Die Würdigungen durch die Jury und die Textanfänge der fünf nominierten Werke – Serie: Preisverleihung des Schweizer Buchpreises 2010 im Rahmen der BuchBasel in Basel (Teil 2/3)

Alle Nominierten, das sind von links nach rechts: Urs Faes, Melinda Nadj Abonji, Dorothee Elmiger, Pedro Lenz, und Hektor Leibundgut (Theologischer Verlag Zürich), der Kurt Marti vertritt.

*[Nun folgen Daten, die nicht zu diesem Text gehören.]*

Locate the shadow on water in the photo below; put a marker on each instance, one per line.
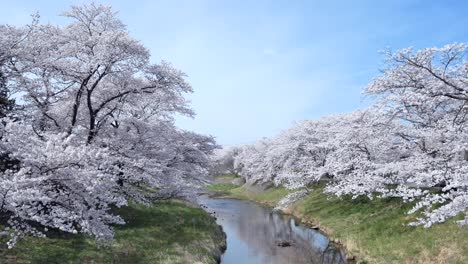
(256, 234)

Sie führten im Vorfeld zu folgenden Überlegungen: Will man Nadj Abonji den Preis aus oben erwähnten Gründen nicht zuerkennen, wem gebührt er dann? Nur zwei Personen von den fünf Nominierten waren es, für die ihr Werk eine Auszeichnung aus sozusagen übergeordneten Gründen erlaubt hätte. Das eine ist Kurt Marti, für den sein neu erschienenes Buch dennoch die Zusammenfassung von fast 50 Jahre schriftstellerischer Tätigkeit gewesen wäre, ideal, wenn ein Lebenswerk auszuzeichnen wäre, problematisch, wenn es um das Buch 2010 geht. Der andere ist Pedro Lenz, der sich mit „Der Goalie bin ig“ in einheimischer Mundart, die darüber hinaus keine deutsche Ethnie versteht, eine genau so große Nummer geleistet hat, wie die Jury, die dieses Buch in die Liste der fünf besten Bücher aufnahm.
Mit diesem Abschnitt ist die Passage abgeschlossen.